🤖 AI Summary
Existing evaluation paradigms for large language models (LLMs) lack sensitivity to human-like cognitive capacities, limiting their ability to discriminate fine-grained differences in model quality.
Method: We systematically compare three evaluation paradigms—large-scale QA benchmarks (MMLU, BBH), game-theoretic interactive tasks (Signalling Game, Taboo), and cognitively grounded tasks designed from human cognitive theories (e.g., working memory, theory of mind)—and introduce the first application of cognitive assessment frameworks to LLM evaluation, integrating correlational and causal analysis.
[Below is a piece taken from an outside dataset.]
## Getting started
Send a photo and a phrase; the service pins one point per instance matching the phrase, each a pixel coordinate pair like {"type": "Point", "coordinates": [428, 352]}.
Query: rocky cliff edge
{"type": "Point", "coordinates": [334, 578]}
Contribution/Results: Interactive games significantly outperform static benchmarks in discriminating executive functions and socio-emotional abilities. While causal and logical reasoning exhibit high cross-paradigm consistency, core executive functions and social cognition emerge robustly only within the interactive paradigm. This work establishes a novel, cognitively aligned evaluation framework that better captures human-relevant dimensions of LLM competence.
📝 Abstract
We examine three evaluation paradigms: large question-answering benchmarks (e.g., MMLU and BBH), interactive games (e.g., Signalling Games or Taboo), and cognitive tests (e.g., for working memory or theory of mind). First, we investigate which of the former two-benchmarks or games-is most effective at discriminating LLMs of varying quality. Then, inspired by human cognitive assessments, we compile a suite of targeted tests that measure cognitive abilities deemed essential for effective language use, and we investigate their correlation with model performance in benchmarks and games. Our analyses reveal that interactive games are superior to standard benchmarks in discriminating models. Causal and logical reasoning correlate with both static and interactive tests, while differences emerge regarding core executive functions and social/emotional skills, which correlate more with games. We advocate the development of new interactive benchmarks and targeted cognitive tasks inspired by assessing human abilities but designed specifically for LLMs.